Ésta fue la misma lógica del Plan Brady, que pergeñó el secretario del Tesoro estadounidense para “salvar” a las economías periféricas endeudadas en los años ’70, cambiando deuda soberana en situación irregular, que cargaba pérdidas sobre el balance de los bancos prestamistas, por bonos diseminados entre multitud de tenedores, que podían, además, utilizarse en condiciones ventajosas para comprar activos estatales privatizados. 

Por otra parte, si el euro fuera sustituido por un nuevo marco fuertemente revaluado, Alemania perdería automáticamente buena parte de su competitividad, a pesar de toda su eficiencia industrial y su disciplina financiera. En lugar de la “Alemania europea”, deseada por los promotores del Tratado de Maastricht, que el euro debería garantizar para siempre, se corre el riesgo de arribar a una “Europa alemana”, o de llegar a una desintegración, que seguramente iría más allá de la dimensión monetaria. 

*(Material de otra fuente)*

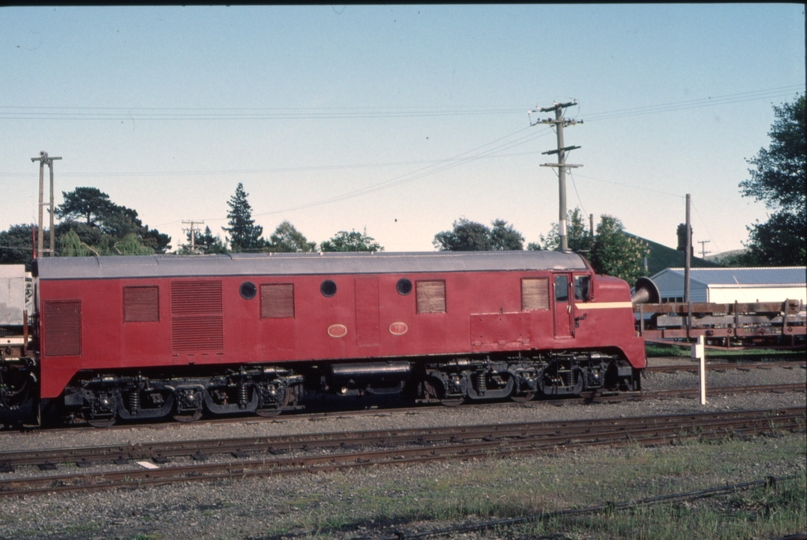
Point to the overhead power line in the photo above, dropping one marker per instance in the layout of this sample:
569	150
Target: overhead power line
15	112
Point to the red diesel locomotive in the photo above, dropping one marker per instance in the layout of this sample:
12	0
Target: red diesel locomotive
155	336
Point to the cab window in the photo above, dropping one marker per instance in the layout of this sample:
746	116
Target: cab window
581	287
561	288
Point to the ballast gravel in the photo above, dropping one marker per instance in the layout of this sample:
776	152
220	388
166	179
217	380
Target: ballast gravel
247	508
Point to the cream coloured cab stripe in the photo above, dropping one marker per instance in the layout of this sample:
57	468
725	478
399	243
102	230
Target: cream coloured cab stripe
604	305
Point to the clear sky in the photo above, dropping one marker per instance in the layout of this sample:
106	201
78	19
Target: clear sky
398	120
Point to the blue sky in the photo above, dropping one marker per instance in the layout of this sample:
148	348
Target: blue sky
398	120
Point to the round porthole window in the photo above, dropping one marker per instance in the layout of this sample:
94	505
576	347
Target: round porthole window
248	290
328	288
404	286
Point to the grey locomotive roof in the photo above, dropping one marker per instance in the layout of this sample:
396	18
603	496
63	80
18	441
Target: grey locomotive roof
787	275
237	264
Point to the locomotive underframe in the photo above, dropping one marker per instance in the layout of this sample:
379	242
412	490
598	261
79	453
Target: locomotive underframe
267	390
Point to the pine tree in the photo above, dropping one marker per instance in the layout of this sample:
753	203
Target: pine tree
244	234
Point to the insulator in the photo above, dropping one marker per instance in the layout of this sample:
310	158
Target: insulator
134	402
243	395
481	383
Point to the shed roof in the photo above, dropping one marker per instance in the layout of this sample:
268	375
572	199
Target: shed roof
302	263
785	275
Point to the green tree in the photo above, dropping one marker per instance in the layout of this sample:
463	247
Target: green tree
244	234
70	245
351	241
204	243
617	254
130	245
779	180
504	237
88	203
287	239
578	237
16	245
101	224
467	235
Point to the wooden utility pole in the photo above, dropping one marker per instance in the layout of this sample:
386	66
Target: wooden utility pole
559	122
43	160
190	231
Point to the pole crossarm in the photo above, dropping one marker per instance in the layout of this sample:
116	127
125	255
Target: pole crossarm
559	122
566	149
43	160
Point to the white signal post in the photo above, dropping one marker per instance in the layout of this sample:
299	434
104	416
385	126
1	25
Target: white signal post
699	352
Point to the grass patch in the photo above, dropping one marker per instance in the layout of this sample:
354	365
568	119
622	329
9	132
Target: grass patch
683	350
496	489
756	513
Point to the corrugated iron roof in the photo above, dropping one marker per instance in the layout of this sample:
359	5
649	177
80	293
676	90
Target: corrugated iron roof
790	275
302	263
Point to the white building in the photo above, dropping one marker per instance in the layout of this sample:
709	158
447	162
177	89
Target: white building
727	285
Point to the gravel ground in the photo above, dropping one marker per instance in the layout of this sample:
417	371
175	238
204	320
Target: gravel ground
246	508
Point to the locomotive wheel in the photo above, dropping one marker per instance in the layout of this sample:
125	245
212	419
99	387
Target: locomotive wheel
523	398
101	422
187	418
270	412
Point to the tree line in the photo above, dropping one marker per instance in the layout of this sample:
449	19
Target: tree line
91	224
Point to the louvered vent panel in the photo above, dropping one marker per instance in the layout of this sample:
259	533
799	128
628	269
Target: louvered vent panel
141	304
277	300
195	297
534	294
63	328
196	321
197	334
431	296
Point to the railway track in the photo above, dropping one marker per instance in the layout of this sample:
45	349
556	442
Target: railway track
725	366
263	456
397	407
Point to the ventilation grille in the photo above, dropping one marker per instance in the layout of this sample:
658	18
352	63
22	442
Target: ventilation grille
195	297
196	316
63	328
431	296
277	300
141	304
534	294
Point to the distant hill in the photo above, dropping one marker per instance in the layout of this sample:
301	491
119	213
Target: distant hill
662	257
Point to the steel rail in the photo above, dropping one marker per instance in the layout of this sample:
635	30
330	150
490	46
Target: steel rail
744	366
755	422
283	443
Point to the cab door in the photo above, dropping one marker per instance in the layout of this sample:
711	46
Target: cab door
564	306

¿Adónde lleva todo este proceso? Los salvamentos financieros, como el reciente de Grecia, sólo ganan tiempo, pero no resuelven los desequilibrios fundamentales ni logran aplacar la indignación de la mayoría de los europeos. Es evidente que se necesitan reformas de fondo, pero, ¿cuáles? La Organización Internacional del Trabajo afirma que frente a una “globalización desequilibrada”, es necesario procurar “una mundialización de fuerte dimensión social”, y poner fin a un “reparto desigual de los frutos del crecimiento, que erosiona la cohesión social” y que ha agravado fuertemente las desigualdades en los últimos treinta años. 

Para esto, dice la OIT, en su Conferencia Internacional 2011, es necesario impedir que el sector financiero, cuya participación en los beneficios totales pasó del 25% en los ’80 a 45% en 2007, siga estrangulando a la economía real, y pasen a estar al servicio de ésta, reforzando las inversiones productivas respetando los principios de equidad, siguiendo políticas económicas sanas y una fiscalidad progresiva. En esta misma línea, un documento del Parlamento europeo afirma “si hacemos lo que es necesario, podremos ver surgir un nuevo sistema mundial que ofrezca una mayor integración, estabilidad y bienestar para los hombres y el ecosistema. 

Si no, corremos el riesgo de caer en un mundo multipolar empobrecido y violento de sociedades en conflicto, que se combaten mutuamente para sobrevivir en un desastre planetario que se profundiza.” El sendero ha llegado a una bifurcación insoslayable, de la que depende hasta la propia supervivencia del sistema.